Schwankungen der Übersterblichkeit sind in der Regel kurzfristiger Natur und spiegeln Entwicklungen wie einen großen medizinischen Durchbruch oder die negativen Auswirkungen einer großen Epidemie wider. Wenn die Gesellschaft diese Ereignisse jedoch verkraftet, sollte die Übersterblichkeit wieder auf den Ausgangswert zurückkehren.
Bei COVID-19 war dies nicht der Fall und die Übersterblichkeit aller Ursachen liegt immer noch über dem Ausgangswert vor der Pandemie. Im Jahr 2021 stieg die Übersterblichkeit in den USA auf 23 Prozent und in Großbritannien auf 11 Prozent über dem Ausgangswert von 2019 2 . Wie der Bericht des Swiss Re Institute schätzt, blieb sie im Jahr 2023 mit 3–7 Prozent in den USA und 5–8 Prozent in Großbritannien deutlich erhöht.
Wenn die zugrunde liegenden Ursachen der aktuellen Übersterblichkeit anhalten, schätzt die Analyse des Swiss Re Institute, dass die Übersterblichkeit bis 2033 in den USA bei 3 Prozent und in Großbritannien bei 2,5 Prozent liegen könnte.

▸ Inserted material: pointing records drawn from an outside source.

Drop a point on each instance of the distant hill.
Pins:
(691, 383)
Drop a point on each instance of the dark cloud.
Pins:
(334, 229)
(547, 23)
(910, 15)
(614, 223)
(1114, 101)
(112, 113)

Der Hauptfaktor für die derzeitige und zukünftige Übersterblichkeit sind Atemwegserkrankungen (einschließlich COVID-19 und Grippe), weitere Ursachen sind Herz-Kreislauf-Erkrankungen, Krebs und Stoffwechselerkrankungen. Die Aufteilung der Todesursachen variiert je nach Meldemechanismus eines Landes.
Optimistische Szenarien erfordern Fortschritte im Gesundheitswesen und in der Medizin
Der Bericht von Swiss Re untersucht ein optimistisches Szenario, in dem die Übersterblichkeitsraten bereits 2028 auf das Niveau vor der Pandemie zurückkehren. In diesem Szenario verbinden sich medizinische Fortschritte wie injizierbare Mittel zur Gewichtsabnahme und Krebsentwicklungen wie personalisierte mRNA-Impfstoffe mit einem Rückgang der Auswirkungen von COVID-19 und einer gesünderen Lebensführung.
Indirekte Auswirkungen der Sterblichkeit durch Herz-Kreislauf-Erkrankungen (CVD)
Das Zusammenspiel zwischen COVID-19 und kardiovaskulären Sterberaten ist für die Übersterblichkeit von Bedeutung. Das Virus selbst hat direkte Auswirkungen, da es zu Todesursachen wie Herzversagen beiträgt. Darüber hinaus hatte COVID-19 indirekte Auswirkungen durch die Unterbrechung der Gesundheitssysteme – ein Faktor, der in den Pandemiejahren auftrat. Diese Unterbrechung hat zu einem Rückstand bei wichtigen Herzuntersuchungen und -operationen geführt, was bedeutet, dass Erkrankungen wie Bluthochdruck unterdiagnostiziert und daher nicht behandelt wurden.
Auswirkungen für Versicherer
Die Übersterblichkeit in der Allgemeinbevölkerung ist ein wichtiger Indikator für Versicherer, da Verschiebungen bei den Haupttodesursachen eine Neubewertung zusätzlicher Risiken in ihren Sterblichkeitsportfolios erforderlich machen können.
Die aktuellen Übersterblichkeitsraten geben Anlass zur Sorge. Versicherern und Rückversicherern stehen jedoch eine Reihe von Instrumenten zur Verfügung, um diesen Trend zu steuern. Konkrete Maßnahmen umfassen die Anpassung der Zeichnungsphilosophie, der Risikobereitschaft und der Sterblichkeitsannahmen bei der Preisgestaltung und Rückstellung. Versicherer können proaktiv Präventionsprogramme für Versicherungsnehmer entwickeln und sie so bei den gemeinsamen Bemühungen unterstützen, ein längeres und gesünderes Leben zu fördern.